Graham attributed strong Cruze sales to it being a well-engineered car that gets good gasoline mileage.
“There is a totally new GM mindset in the manufacturing area. If we find a problem, we shut the line down and fix it before we continue,” he said.
Other carmakers also reported strong sales for 2011.
Chrysler sales jumped 26 percent, Ford sales rose 11 percent, and Nissan’s climbed nearly 15 percent.
Industry analysts say people are starting to buy cars and trucks because they feel more confident about the economy. They expect total U.S. sales in 2011 to be about 12.7 million, up nearly 10 percent from 2010 nad up 22 percent from 2009. Sales are expected to rise again in 2012.
Also, Americans bought more cars and trucks last year because of easier credit and pent-up demand driven by a desire to replace aging vehicles that got them through the Great Recession.

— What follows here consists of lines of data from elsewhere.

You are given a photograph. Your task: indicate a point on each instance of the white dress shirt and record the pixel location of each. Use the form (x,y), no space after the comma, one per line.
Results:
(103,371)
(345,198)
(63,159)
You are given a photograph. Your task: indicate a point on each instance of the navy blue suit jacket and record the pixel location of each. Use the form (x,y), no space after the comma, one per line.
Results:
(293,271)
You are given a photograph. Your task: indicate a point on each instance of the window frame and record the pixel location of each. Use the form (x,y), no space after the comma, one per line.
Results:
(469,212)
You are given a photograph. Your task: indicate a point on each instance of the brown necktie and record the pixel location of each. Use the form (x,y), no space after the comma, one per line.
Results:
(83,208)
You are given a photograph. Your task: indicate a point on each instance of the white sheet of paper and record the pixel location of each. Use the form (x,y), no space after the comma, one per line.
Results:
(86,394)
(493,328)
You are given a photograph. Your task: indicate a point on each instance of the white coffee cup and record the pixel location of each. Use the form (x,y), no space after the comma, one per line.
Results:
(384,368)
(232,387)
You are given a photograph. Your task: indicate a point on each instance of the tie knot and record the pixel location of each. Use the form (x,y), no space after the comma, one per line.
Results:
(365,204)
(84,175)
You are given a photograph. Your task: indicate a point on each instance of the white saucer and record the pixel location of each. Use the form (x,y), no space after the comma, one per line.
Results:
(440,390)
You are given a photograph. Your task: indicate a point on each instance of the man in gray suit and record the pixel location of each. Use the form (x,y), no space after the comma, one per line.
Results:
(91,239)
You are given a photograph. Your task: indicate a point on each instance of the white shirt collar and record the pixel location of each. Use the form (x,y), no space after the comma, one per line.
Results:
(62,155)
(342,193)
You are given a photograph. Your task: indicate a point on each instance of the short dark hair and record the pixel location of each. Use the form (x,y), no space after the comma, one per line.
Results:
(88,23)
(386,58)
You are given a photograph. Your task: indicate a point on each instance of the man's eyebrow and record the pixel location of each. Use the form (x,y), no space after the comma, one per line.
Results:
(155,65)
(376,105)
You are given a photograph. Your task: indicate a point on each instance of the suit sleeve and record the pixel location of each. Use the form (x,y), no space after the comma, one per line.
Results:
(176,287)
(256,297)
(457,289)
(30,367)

Buyers also were drawn to an array of high-quality small cars with roomy interiors and new features.
That made it easier to downsize from bigger cars amid high gas prices. Pickups also sold well as businesses began to replace the trucks they need to haul equipment.
“Over the course of the fourth quarter of 2011, clear signs emerged that U.S. consumers are more confident and that other underpinnings of our economy are either stable or slowly improving,” said Don Johnson, GM’s U.S. sales chief.